Ben Travers was born in Hendon in 1886 and was sent to Charterhouse in the reign of Queen Victoria. His school career was a complete failure and was terminated, as he himself asserted, by mutual consent. He then spent several years in commerce for which he displayed very little interest or aptitude, but in 1911 he found more congenial employment in the firm of John Lane, the publisher and founder of the Bodley Head.
Virtually all his farces of the twenties and thirties were filmed and other screenplays included POT LUCK, FOREIGN AFFAIRS, LADY IN DANGER and UNCLE SILAS.
He wrote five novels, two volumes of autobiography and a book on cricket.

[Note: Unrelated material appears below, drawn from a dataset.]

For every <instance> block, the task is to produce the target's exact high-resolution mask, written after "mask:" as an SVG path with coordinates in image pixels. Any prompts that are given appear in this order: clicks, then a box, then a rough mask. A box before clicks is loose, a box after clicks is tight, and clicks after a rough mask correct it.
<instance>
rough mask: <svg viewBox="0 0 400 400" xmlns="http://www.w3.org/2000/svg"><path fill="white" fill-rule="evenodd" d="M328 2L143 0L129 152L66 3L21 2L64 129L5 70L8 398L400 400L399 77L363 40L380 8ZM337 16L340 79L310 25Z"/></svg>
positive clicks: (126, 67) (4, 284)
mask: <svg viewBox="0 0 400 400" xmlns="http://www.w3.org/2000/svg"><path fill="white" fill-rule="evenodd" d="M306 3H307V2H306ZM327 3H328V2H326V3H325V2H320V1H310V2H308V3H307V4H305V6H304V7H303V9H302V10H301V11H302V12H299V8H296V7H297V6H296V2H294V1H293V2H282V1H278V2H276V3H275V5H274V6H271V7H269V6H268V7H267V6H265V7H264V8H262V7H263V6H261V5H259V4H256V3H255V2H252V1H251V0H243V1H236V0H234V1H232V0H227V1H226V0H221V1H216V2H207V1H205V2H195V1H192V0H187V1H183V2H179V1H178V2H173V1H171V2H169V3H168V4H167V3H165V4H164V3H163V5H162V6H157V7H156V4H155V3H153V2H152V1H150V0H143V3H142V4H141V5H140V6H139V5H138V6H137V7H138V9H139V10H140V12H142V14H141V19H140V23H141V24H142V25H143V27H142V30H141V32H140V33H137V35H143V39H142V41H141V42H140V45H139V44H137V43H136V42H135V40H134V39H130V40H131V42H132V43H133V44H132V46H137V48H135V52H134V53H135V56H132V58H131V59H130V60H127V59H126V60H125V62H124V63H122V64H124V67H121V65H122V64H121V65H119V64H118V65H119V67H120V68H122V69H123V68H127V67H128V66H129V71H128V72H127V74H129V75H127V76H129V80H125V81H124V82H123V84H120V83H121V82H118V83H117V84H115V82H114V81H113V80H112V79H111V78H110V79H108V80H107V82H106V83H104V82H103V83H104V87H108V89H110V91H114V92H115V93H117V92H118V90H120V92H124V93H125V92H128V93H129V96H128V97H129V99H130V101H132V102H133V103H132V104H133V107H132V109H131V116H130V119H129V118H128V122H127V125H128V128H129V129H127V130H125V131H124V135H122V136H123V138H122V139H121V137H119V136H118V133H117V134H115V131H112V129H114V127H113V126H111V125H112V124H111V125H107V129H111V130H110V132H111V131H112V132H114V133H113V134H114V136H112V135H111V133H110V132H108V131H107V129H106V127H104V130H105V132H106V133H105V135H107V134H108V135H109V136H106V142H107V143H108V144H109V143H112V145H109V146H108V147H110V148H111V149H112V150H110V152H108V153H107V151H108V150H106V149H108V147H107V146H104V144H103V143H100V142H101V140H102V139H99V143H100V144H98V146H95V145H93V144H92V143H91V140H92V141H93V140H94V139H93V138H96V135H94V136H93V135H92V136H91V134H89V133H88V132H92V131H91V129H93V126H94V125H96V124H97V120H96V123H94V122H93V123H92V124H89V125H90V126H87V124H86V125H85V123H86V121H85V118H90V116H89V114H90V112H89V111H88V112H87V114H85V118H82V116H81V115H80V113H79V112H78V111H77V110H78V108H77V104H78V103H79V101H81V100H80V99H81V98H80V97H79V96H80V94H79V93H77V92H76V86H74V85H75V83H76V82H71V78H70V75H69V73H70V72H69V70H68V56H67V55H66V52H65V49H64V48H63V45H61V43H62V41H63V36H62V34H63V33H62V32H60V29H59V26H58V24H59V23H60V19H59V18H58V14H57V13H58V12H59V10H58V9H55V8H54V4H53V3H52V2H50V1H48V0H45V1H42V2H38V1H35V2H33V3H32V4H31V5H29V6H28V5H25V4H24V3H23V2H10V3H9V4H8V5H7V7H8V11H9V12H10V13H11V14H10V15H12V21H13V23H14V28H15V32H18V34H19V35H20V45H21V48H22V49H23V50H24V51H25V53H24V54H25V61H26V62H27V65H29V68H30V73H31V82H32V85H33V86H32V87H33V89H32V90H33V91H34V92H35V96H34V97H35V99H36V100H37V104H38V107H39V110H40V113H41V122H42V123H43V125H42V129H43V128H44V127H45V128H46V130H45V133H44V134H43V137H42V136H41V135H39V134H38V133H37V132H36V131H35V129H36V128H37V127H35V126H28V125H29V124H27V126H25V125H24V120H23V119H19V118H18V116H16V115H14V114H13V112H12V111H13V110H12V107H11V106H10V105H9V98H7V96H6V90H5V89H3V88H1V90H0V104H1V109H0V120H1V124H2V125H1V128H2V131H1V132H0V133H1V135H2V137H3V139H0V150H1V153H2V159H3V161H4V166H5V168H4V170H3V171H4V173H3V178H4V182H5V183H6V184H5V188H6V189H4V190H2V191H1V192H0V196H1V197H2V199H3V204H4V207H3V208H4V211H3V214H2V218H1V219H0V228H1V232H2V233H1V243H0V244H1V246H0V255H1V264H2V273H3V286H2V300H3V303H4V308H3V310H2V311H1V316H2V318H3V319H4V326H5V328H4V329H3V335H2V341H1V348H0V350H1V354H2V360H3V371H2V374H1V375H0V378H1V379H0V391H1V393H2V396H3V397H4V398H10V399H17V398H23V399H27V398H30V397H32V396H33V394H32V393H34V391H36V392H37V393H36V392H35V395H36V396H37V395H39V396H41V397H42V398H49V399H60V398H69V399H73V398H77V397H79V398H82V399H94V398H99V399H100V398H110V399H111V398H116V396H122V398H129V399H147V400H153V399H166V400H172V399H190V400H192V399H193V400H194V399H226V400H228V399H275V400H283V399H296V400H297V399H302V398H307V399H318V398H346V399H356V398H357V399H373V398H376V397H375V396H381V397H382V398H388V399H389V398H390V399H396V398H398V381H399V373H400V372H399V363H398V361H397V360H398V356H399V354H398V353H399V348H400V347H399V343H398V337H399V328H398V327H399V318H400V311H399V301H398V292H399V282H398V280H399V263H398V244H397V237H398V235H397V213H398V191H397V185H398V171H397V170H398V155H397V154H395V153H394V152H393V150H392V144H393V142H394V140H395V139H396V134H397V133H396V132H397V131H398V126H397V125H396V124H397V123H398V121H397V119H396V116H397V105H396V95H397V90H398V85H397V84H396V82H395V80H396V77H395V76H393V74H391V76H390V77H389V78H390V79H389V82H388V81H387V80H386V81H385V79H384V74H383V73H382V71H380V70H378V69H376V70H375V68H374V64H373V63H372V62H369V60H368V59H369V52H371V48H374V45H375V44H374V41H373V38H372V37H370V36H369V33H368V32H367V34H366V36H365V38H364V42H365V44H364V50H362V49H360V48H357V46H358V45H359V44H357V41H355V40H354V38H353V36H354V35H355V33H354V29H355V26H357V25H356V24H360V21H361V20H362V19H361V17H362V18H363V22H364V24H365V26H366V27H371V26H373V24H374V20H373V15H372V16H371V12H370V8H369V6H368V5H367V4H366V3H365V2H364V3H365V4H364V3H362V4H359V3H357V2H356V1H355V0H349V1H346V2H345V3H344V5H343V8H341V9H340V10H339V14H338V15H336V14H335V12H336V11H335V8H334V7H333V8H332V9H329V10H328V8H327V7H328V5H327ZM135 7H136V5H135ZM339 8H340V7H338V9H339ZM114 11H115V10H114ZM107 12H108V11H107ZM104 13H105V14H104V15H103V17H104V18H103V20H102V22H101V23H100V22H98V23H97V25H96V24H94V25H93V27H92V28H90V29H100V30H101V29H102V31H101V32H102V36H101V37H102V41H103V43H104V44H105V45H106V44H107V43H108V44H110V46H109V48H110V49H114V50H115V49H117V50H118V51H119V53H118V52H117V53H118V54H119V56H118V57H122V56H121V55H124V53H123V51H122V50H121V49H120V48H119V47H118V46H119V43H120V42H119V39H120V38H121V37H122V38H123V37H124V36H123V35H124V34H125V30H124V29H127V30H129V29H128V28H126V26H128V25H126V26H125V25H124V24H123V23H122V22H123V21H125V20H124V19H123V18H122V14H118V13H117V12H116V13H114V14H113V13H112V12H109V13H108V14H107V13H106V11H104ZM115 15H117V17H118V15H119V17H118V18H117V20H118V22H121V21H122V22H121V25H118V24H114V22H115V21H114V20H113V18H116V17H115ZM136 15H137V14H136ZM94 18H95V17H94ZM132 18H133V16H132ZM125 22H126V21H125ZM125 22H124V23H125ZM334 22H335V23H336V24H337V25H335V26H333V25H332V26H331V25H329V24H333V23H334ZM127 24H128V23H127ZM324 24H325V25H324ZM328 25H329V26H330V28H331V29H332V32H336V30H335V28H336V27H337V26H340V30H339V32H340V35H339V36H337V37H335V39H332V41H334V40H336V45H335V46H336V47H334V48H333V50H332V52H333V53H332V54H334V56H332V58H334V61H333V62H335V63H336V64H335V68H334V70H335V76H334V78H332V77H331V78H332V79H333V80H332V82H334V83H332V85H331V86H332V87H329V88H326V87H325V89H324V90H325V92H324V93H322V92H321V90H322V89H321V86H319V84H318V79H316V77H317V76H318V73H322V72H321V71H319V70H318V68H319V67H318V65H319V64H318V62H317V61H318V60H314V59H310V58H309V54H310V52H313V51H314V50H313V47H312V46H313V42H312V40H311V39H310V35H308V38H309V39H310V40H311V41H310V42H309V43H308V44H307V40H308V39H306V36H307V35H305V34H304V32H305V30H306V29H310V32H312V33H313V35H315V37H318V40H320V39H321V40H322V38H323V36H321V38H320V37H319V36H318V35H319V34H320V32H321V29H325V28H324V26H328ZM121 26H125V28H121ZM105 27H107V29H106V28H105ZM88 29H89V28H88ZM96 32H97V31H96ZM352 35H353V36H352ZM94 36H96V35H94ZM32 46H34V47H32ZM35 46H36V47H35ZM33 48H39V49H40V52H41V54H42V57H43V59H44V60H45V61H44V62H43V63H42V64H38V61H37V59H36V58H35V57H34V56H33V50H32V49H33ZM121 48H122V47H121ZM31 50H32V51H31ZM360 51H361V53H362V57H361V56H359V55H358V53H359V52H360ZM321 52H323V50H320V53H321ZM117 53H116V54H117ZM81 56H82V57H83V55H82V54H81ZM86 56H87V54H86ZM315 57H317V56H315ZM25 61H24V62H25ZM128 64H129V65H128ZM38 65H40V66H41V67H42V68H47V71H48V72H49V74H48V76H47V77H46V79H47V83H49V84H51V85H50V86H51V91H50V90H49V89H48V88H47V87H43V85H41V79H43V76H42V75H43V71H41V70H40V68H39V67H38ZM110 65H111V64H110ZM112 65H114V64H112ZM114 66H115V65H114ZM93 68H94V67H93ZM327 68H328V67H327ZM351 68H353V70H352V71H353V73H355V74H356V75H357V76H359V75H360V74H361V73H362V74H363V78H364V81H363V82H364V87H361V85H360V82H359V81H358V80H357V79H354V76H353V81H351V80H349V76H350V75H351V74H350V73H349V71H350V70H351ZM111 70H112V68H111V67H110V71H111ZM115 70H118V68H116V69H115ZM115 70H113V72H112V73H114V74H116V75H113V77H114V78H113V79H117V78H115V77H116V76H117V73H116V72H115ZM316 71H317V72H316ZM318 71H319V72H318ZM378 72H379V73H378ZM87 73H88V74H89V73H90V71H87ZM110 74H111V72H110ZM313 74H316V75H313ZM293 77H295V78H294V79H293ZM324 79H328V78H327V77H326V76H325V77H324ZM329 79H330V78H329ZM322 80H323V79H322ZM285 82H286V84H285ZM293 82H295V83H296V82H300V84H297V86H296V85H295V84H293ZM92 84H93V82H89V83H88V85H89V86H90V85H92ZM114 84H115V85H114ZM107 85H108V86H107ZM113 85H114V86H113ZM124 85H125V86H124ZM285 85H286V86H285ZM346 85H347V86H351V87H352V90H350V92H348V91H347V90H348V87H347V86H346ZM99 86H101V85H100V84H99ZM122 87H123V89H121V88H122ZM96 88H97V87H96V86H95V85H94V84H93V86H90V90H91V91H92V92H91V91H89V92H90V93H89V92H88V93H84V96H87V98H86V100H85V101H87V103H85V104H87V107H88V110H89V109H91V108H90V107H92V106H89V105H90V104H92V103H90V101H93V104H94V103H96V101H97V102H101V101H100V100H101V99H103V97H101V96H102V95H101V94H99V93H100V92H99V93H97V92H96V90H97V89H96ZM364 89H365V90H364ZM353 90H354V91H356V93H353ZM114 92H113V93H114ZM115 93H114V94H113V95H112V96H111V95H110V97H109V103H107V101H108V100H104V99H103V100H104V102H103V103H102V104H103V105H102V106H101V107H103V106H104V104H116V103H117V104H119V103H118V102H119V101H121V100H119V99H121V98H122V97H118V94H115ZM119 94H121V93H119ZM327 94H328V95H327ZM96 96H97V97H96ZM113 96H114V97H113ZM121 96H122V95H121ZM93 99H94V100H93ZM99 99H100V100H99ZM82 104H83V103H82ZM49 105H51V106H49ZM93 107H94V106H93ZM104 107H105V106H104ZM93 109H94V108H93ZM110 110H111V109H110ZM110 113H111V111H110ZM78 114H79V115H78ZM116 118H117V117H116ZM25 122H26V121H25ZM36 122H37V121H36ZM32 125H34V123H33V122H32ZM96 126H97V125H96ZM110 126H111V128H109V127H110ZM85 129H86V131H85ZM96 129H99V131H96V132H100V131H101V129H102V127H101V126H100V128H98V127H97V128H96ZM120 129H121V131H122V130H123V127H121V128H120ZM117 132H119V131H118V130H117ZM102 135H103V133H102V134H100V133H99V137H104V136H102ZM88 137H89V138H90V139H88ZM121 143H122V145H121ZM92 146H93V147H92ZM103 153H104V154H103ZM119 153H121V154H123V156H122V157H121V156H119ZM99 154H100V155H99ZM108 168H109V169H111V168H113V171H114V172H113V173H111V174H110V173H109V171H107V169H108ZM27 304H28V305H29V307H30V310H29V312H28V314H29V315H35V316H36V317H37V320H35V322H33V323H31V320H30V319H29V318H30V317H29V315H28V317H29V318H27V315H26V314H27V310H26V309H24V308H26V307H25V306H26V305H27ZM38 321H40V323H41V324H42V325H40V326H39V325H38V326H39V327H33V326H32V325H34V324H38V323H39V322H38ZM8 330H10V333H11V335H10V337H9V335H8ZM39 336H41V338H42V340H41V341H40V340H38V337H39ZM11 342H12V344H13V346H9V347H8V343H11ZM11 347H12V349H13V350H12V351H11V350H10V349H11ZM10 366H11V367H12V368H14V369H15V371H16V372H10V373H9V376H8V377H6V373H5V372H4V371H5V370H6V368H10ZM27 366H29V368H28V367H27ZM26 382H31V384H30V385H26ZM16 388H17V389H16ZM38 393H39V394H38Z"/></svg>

During the 1914-18 war he was a Squadron Commander in the RNAS and RAF, and received the Air Force Cross, and in 1939 he rejoined the RAF as Squadron Leader. He was also the Prime Warden of the Worshipful Company of Fishmongers, Vice President of Somerset County Cricket CLub, and President of the Dramatist's Club. In 1976 he was presented with a Special Standard Drama Award for his services to the Theatre, and he received the C.B.E. in the Queen's Birthday Honours.
When Ben Travers died in 1980, at the age of 94, the title of his book of cricket reminiscences was changed in characteristic Traver's form, from 94 NOT OUT to 94 DECLARED.